The following Omoro tells about the military campaigns of the time, the ability of the Kikoe Ōgimi to spiritually protect the whole army, and the triumphant return after a campaign:[11]

The Kikoe Ōgimi, the noble lady ruling over the nation, pushed aside the hostile army, pushed aside the hostile army, and the reputation of the ruler and his kingdom shone resplendently. The beloved mistress of the south wind, victoriously returned after her conquest of the island, after her conquest of the country. After conquering the island by cumulated might, the warriors returned home. After conquering the country, numerous keen men, their hearts unified, returned home. After conquering the island, the warriors of each and every ship returned home; after battle, the numerous keen men of each and every ship returned home, and from heaven to earth the echo of their homecoming resounded.
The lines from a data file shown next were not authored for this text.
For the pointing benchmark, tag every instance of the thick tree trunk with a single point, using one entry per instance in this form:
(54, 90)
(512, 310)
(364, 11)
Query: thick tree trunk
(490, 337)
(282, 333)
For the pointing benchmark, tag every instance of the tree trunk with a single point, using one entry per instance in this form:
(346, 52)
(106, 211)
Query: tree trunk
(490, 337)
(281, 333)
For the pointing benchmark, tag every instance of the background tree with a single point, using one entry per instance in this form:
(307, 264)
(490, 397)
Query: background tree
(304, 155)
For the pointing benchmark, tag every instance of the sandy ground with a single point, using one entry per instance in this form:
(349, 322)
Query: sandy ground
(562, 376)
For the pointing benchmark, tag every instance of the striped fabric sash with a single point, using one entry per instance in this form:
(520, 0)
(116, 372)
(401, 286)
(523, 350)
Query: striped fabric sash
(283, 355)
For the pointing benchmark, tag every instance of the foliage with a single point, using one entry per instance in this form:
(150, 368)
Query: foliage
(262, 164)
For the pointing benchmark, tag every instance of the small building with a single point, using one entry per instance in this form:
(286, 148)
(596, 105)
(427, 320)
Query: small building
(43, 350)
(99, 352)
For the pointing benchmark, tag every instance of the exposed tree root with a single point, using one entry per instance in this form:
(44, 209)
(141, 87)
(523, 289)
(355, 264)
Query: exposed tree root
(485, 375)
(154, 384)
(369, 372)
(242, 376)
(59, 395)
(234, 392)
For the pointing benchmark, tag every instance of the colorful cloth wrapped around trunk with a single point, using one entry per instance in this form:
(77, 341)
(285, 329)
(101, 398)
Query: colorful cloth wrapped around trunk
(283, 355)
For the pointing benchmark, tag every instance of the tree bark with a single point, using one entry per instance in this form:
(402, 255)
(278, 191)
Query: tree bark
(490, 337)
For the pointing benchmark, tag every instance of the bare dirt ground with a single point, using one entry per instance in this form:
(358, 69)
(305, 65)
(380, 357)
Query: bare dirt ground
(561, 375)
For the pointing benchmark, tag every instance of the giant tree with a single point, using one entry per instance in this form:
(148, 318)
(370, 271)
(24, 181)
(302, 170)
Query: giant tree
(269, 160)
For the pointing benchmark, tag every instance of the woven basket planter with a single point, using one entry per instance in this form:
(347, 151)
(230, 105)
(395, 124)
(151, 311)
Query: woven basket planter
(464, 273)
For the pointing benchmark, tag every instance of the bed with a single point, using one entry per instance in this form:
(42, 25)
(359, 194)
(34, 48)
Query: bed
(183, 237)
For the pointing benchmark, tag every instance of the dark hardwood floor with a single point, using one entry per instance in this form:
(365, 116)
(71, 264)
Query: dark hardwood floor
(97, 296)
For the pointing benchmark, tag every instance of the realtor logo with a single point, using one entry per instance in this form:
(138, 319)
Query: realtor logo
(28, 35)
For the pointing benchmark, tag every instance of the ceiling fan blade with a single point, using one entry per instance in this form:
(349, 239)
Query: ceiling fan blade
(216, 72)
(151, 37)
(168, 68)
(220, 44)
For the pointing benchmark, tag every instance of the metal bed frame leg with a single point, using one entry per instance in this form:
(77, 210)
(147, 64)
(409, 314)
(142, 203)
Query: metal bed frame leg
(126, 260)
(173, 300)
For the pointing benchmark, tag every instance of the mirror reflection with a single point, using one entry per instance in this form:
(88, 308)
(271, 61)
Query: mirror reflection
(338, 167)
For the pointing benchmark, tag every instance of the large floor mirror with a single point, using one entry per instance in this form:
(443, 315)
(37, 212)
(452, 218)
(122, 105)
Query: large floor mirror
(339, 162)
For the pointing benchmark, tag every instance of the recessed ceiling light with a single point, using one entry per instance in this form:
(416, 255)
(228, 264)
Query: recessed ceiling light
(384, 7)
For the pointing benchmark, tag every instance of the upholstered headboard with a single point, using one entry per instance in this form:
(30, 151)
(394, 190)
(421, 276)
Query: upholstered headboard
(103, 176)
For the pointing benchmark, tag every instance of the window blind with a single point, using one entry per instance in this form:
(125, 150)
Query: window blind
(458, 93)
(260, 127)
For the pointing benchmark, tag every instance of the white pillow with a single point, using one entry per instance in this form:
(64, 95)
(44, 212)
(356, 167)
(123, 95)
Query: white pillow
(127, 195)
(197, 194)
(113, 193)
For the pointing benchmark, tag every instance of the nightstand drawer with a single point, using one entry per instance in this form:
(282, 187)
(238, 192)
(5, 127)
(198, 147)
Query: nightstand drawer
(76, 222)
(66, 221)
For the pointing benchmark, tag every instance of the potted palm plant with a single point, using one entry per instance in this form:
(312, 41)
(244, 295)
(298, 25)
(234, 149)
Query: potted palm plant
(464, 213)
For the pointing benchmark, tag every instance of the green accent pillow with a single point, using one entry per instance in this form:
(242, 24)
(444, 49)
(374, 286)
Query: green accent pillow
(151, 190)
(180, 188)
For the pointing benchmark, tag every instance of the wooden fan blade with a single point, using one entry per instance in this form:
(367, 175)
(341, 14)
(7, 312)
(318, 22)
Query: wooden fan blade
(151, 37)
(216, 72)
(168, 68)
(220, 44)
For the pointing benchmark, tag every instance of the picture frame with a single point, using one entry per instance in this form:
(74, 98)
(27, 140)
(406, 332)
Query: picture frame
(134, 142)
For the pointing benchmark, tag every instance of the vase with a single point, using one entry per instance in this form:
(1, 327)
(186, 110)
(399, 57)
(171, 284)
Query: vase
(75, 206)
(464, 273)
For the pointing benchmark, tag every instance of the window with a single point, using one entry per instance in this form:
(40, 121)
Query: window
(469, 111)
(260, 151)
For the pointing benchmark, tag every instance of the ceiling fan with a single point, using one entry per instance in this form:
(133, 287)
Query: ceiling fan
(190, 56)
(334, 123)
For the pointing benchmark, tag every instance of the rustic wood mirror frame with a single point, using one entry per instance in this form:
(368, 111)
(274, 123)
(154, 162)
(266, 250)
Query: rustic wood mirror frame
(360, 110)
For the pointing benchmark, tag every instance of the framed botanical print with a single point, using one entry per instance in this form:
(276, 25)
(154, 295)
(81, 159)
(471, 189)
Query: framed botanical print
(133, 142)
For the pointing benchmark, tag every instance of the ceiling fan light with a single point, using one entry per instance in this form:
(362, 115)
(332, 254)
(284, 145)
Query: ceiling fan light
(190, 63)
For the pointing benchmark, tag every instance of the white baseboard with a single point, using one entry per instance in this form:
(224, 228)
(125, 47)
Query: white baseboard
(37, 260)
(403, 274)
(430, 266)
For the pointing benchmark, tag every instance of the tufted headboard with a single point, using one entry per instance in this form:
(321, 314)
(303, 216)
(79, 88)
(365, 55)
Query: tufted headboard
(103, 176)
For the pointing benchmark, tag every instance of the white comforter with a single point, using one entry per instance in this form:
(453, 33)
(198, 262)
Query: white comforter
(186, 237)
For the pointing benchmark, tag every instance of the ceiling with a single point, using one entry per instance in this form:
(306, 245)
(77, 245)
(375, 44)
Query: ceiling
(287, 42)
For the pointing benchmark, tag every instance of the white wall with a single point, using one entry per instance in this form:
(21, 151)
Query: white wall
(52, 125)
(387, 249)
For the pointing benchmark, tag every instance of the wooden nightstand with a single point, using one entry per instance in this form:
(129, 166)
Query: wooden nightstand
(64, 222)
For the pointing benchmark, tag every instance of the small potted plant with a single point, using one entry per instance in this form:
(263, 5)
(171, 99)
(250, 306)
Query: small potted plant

The term ‘mistress of the south wind’ found in the poem is written by using the phonetic ideograms Kimihae, which is a re-corruption of the Okinawan word Chinpē, which in turn is nothing else than Shinpei, or a soldier dispatched and protected by, and equipped with divine authority.[12] In this way the organization of priestesses protected the kingdom as divine soldiers.

 

Footnotes

[1] Okinawa Kenritsu Maizō Bunka-zai Sentā (2011), II: 11-13.

[2] Winagō ya ikusa nu sachibi「女や戦の先走ぃ」. On the military role of the Tsukishiro and other holy women in old Ryūkyū, see Iha 1938: 319-67.

[3] Joseon Wangjo Sillok , entry 1462, Bo Sugo and Chae Gyeong. Cf. Makishi 2012: 163. 「凡そ王挙動するに、女官剣を杖して侍衛す」(凡王擧動女官杖劍侍衛, 闕内常無軍士, 只於城外軍士更日直宿。)

[4] Cf. Nakahara Zenchū Bunko Gazō Dētabēsu, Nr. 133-135.

[5] Vol. I, poem 5: Shō Shin Ō Jidai no Omoro 尚眞王時代のオモロ, Cf. Iha 1938: 298-99.

[6] Iha 1938: 299.

[7] Living in Iwate Shiwa-gun Hizume chō at that time.

[8] Onna ha Ikusa no Sakugake 女は戰の魁.

[9] Iha 1938: 300.

[10] Iha 1938: 300-301.

[11] Vol. I, chapter 35, as given in Iha 1938: 301-303.

[12] On the military role of the Tsukishiro and other holy women in old Ryūkyū, see Iha 1938: 319-67.